While instrumentally the music may differ from what we're used to (piano, guitars, and impossibly high yet barely ever falsetto vocals), stylistically McMahon makes it clear that he has, at the core, been playing the type of music he loves for the past fifteen years. This new solo outfit doesn't liberate him from the bonds of Jack's Mannequin
, which, considering the difference between 2005's Everything in Transit
and 2011's Everything in Transit
, were loose to begin with, but rather to add new elements to his music and give him new malleability with genres. Fans will recognize hints of old songs on this EP, but it's not a retread by any means. The presence of synths and a few drum machine beats is new, but with the tendency toward "summer music" of his previous work, they're a natural fit.

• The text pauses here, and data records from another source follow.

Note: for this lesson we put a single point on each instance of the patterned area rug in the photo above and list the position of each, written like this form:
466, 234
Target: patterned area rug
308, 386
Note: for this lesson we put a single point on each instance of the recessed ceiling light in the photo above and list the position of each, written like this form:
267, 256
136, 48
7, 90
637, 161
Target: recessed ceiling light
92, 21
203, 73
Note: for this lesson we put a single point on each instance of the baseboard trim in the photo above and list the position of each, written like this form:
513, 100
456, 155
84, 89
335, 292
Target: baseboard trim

"Synesthesia" is the first track, and it's well-chosen. Similar to "Television" from the 2011 effort (and transitively similar to "I Still Haven't Found What I'm Looking For"), it nevertheless has its own voice and an extremely catchy and uplifting chorus. In a better world this would be a hit single, as while it still holds the emotional depth of his past work - barely anything rings false out of his voice - it holds a strong pop appeal and fulfills the criteria of "summer song". It may sound a bit like a crowd-pleaser, as it's so unabashedly poppy and easy to sing along to, but if you're generally a fan of McMahon's work that shouldn't be a problem. "Catching a Cold" is far more electro-driven, and doesn't quite sound like anything we've heard before from McMahon, although it's still distinctly recognizable. Of the four it's the most interesting and least outwardly poppy.

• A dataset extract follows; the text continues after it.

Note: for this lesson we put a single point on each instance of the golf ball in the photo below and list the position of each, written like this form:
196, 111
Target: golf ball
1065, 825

"Learn to Dance" is a decent electronic track, although it's not helped by an unfortunately uncatchy refrain of "You can learn to dance, you can learn to dance, you can learn to dance like there's no tomorrow" which is delivered with such emphasis that it's a bit difficult to seriously sing along to. The verse lyrics harken back a bit to McMahon's old projects, evoking the California of his teens, which may add a nostalgic boost to the track depending on the listener. Much more successful is the abundantly bright "After the Fire", packed to the brim with lush synths with a steady and upbeat drum and bass part driving the danceable and appealingly tropical tune.

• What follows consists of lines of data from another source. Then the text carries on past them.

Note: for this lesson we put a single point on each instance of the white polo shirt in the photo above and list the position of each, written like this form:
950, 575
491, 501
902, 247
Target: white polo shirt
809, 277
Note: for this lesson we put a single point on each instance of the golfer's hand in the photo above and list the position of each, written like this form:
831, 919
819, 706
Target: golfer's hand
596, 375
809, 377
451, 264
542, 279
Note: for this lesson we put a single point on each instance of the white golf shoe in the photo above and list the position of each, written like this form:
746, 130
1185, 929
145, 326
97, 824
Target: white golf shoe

This EP is a nice little pack of summery electronic songs, which on a four-track record is about as much as we could expect. The depth of "Bruised" and "The Resolution" isn't quite there yet, and the cohesion is mostly based on instrumental consistency rather than an engrained theme, but to expect that would be unreasonable. For those who miss Jack's Mannequin, this is different, but the song-writing is still excellent and familiar.